-
Notifications
You must be signed in to change notification settings - Fork 137
Description
Summary
A safety vulnerability exists in the EPaxos implementation where replicas can respond to PreAccept messages before durably persisting the instance state. After a crash and restart, a replica may "forget" its participation in a fast quorum, breaking quorum intersection guarantees. This can allow two conflicting commands to both fast-commit with empty dependency sets, leading to execution order divergence and state inconsistency across replicas.
Bug Location
File: src/epaxos/epaxos.go
Function: handlePreAccept (lines 900-998) and sync (lines 218-224)
Problematic Code
1. The sync() function may be a no-op:
// sync with the stable store
func (r *Replica) sync() {
if !r.Durable { // ⚠️ If Durable=false, nothing is persisted!
return
}
r.StableStore.Sync()
}2. PreAccept handler sends response after sync():
func (r *Replica) handlePreAccept(preAccept *epaxosproto.PreAccept) {
// ... update instance state in memory ...
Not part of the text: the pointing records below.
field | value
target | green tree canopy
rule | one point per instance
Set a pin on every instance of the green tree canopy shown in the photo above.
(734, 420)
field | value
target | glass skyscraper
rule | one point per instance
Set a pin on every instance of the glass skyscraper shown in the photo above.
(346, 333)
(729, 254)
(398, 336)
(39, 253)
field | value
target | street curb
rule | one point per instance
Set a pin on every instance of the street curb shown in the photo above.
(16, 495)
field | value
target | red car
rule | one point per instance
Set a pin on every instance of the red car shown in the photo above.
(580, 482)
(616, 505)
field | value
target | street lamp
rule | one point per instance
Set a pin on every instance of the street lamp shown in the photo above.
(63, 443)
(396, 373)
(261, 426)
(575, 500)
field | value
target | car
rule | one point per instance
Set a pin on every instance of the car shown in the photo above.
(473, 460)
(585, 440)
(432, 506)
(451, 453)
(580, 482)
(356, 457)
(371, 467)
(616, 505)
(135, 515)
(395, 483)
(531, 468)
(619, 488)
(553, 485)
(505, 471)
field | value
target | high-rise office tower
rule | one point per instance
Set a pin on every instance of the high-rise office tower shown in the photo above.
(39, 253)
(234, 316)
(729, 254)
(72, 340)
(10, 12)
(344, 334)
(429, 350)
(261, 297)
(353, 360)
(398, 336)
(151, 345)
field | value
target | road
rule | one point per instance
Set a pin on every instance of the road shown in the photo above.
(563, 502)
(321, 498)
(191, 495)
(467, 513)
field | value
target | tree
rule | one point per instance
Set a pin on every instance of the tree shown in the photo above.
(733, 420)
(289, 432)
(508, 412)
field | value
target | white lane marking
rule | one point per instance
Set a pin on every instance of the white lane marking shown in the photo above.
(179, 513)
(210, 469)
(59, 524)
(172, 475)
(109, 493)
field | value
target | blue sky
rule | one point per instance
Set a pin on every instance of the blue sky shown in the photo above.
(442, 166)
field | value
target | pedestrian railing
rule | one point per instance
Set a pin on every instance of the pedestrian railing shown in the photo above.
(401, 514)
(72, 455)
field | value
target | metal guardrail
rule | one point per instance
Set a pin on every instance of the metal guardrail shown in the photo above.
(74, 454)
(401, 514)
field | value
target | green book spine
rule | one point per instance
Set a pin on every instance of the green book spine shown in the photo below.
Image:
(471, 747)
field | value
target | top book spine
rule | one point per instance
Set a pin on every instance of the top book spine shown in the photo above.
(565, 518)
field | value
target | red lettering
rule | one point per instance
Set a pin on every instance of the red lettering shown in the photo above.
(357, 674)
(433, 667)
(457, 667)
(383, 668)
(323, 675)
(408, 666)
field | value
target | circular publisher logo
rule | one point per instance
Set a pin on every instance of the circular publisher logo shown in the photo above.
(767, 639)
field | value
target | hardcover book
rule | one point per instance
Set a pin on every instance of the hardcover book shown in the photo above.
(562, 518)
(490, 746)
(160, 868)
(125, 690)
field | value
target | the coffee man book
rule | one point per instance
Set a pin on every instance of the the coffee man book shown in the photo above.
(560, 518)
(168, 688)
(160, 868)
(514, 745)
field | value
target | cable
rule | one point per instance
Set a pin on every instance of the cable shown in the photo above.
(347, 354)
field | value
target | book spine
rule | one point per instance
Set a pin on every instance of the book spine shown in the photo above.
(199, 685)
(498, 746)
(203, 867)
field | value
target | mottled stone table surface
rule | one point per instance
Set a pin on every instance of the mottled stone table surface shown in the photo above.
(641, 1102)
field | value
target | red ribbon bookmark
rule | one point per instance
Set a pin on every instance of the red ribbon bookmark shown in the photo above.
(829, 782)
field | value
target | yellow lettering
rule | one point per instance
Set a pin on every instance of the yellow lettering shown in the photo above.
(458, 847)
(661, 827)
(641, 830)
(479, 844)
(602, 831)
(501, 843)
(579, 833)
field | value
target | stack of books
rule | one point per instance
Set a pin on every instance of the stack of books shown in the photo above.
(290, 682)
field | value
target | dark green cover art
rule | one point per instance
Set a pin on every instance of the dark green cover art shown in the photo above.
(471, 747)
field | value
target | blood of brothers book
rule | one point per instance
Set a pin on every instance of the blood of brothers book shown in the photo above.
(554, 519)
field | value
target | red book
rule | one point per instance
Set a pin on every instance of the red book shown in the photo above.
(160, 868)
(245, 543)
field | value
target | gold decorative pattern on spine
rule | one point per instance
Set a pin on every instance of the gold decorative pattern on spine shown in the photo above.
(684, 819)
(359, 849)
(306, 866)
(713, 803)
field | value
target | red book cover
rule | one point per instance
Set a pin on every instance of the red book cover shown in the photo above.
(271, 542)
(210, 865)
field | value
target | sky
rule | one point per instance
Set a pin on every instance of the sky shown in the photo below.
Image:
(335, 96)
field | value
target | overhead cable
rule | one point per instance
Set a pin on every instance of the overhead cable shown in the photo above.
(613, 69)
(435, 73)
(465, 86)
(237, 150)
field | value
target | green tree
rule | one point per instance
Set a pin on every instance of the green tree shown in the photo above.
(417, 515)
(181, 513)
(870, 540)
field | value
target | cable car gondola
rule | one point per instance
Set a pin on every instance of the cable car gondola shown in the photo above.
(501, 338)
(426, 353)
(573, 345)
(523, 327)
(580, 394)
r.InstanceSpace[preAccept.Replica][preAccept.Instance] = &Instance{
preAccept.Command,
preAccept.Ballot,
status,
seq,
deps,
// ...
}
r.recordInstanceMetadata(r.InstanceSpace[preAccept.Replica][preAccept.Instance])
r.recordCommands(preAccept.Command)
r.sync() // ← This may do nothing if Durable=false!
// Then send response (lines 982-995)
if changed || uncommittedDeps || ... {
r.replyPreAccept(preAccept.LeaderId, &epaxosproto.PreAcceptReply{...})
} else {
r.SendMsg(preAccept.LeaderId, r.preAcceptOKRPC, pok)
}
}Root Cause
- Default configuration:
Durable = falseby default, meaningsync()does nothing - Even with
Durable = true: There's still a window betweensync()completing and network send - Memory-only state: If crash occurs after sending PreAcceptOK but before actual disk persistence, the instance state is lost
Attack Scenario
Consider N=5 replicas (R0-R4):
-
Command A issued to R0:
- R0 broadcasts
PreAccept(A)to fast quorum {R0, R1, R2, R3} - All reply
PreAcceptOK(A, seq=1, deps=∅) - R0 fast-commits A
- R0 broadcasts
-
R2 crashes after sending PreAcceptOK but before durable persistence:
- R2's in-memory state of A is lost
- On restart, R2 has no record of A
-
Command B (conflicting with A) issued to R4:
- R4 broadcasts
PreAccept(B)to fast quorum {R1, R2, R3, R4} - R2 (having "forgotten" A) replies
PreAcceptOK(B, seq=1, deps=∅) - R4 fast-commits B with no dependency on A
- R4 broadcasts
-
Result: Both A and B are committed with
seq=1anddeps=∅- R0, R1 execute: A then B → final value = B
- R3, R4 execute: B then A → final value = A
- State divergence!
Test Case
func TestCrashThenForgetFastQuorumVotes(t *testing.T)Test Output:
=== RUN TestCrashThenForgetFastQuorumVotes
crash_then_forget_fast_quorum_test.go:167: Both A and B are COMMITTED
with no dependency edges between them on all replicas.
crash_then_forget_fast_quorum_test.go:220: Final values for key k
across replicas: [2 2 2 1 1]
crash_then_forget_fast_quorum_test.go:223: execution-order agreement
violation: replicas disagree on final value of k (min=1, max=2)
--- FAIL: TestCrashThenForgetFastQuorumVotes (0.12s)
Impact
- Severity: Critical
- Type: Safety/Agreement violation
- Impact: Replicas can permanently diverge in state, violating linearizability
Suggested Fix
Option 1: Force durable persistence before responding
func (r *Replica) handlePreAccept(preAccept *epaxosproto.PreAccept) {
// ... update instance state ...
r.recordInstanceMetadata(inst)
r.recordCommands(preAccept.Command)
// MUST sync before responding, regardless of Durable flag
r.StableStore.Sync() // Force sync
// Only then send response
r.replyPreAccept(...)
}Option 2: Make Durable=true the default
func NewReplica(...) *Replica {
r := &Replica{
// ...
Durable: true, // Default to durable for safety
// ...
}
}Option 3: Use write-ahead logging
Ensure all state changes are written to a WAL before any response is sent, and replay the WAL on recovery.
Notes
This is a known class of vulnerability in distributed consensus systems. The EPaxos paper assumes durable storage semantics, but the implementation allows non-durable mode for testing/performance, which breaks safety guarantees.